Yukarıdaki belgelerden de anlaşılacağı gibi Lenin hastalığının ilerlediği günlerde ve iyileşme umudunun kalmadığı anlarda çevresinde bulunan kişilerden, karısından ve arkadaşlarından ötenazi isteğinde bulunmuştur. Bu konuda Stalini seçme sebebi eşi Krupskayayı seçmesi ile aynıdır. Yakın ve güvendiği arkadaşıdır. Ama ikisi de bu isteğini onu teskin ederek savuşturmuşlardır. Üstelik Leninin ötenazi isteği gayriresmi bir politbüro toplantısında değil resmi bir politbüro toplantısında tartışılmıştır. Tüm bu kararlar ve mektuplar bir politbüro üyesi olan Troçkinin bilgisi dahilinde idi ve Troçki bunlara rağmen politik çıkarları uğruna gerçekleri çarpıtmıştır.

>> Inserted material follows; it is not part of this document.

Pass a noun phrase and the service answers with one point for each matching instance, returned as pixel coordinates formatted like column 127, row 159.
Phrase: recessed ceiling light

Troçkinin niye böyle bir yalan söylediğini anlamak için aslında 1940 yılı ağustosuna geri gitmekte fayda vardır. Troçki bu yazı öncesi ABDde Komuüist Parti faaliyetlerini soruşturan Dies komitesine ifade vermeyi kabul etmiş ve bu durum kendi taraftarları arasında bile büyük tepki toplamıştı. Troçki daha sonra bu tepkiyi, Dies komitesini bir platform olarak kullanacağını iddia ederek yumuşatmak istemiştir. Başkanı olan Martin Dies adı ile anılan Dies komitesi daha sonra yine başkanı olan Mc Carthy adı ile anılan Mc Carthy komisyonunun öncelidir. Ancak faşist bir komisyonda Sovyetleri ve takipçilerini (yani ABD komünistlerini) eleştirmenin, onların faaliyeterini teşhir etmenin nasıl bir platform olacağı bellidir. O yüzden bu açıklama kendi taraftarlarını bile tatmin etmemiştir. Zaten bu yazının yayımlanmasından 20 gün sonra, 30 Ağustos 1940ta Troçkinin oldukça yakın çevresinden olan Jacques Monarc/Roman Mercader Troçkiyi kafasına bir çekiç ile vurarak öldürdüğünde gerekçe olarak onun Dies komitesine ifade vermek istemesini ve onun kız arkadaşı ile evlenmesine karşı çıkmasını gösterir. Troçkinin sekreteri katilin birkaç yıllık kız arkadaşıdır ve Troçki ve katil iyi aile dostudurlar.
Emperyalistler, solu değersizleştirme kampanyasında çoğu zaman solcuları kullanırlar. Halil Berktay ve Gün Zileli gibilerin 35 yıl sonra 1 Mayıs katliamını tam da 12 Eylül iddianamesi açıklandığında solun üzerine yıkıp devleti ve 12 Mart darbecilerini aklamaya çalışması böyle bir çabanın ürünüdür.
Biz tarihe günümüzü aydınlatması açısından bakarız, geçmiş sosyalist devletler ve deneyimler de bu açıdan eleştirel bir gözle incelenmeli ve tartışılmalıdır. Ancak Soğuk Savaş propagandaları ile geçmişi anlamak mümkün değildir. Geçmişi anlayabilmek ve onun sağlıklı bir değerlendirmesini, eleştirisini yapabilmek için, önce dezenformasyon ile gerçeğin birbirinden ayrılması gereklidir.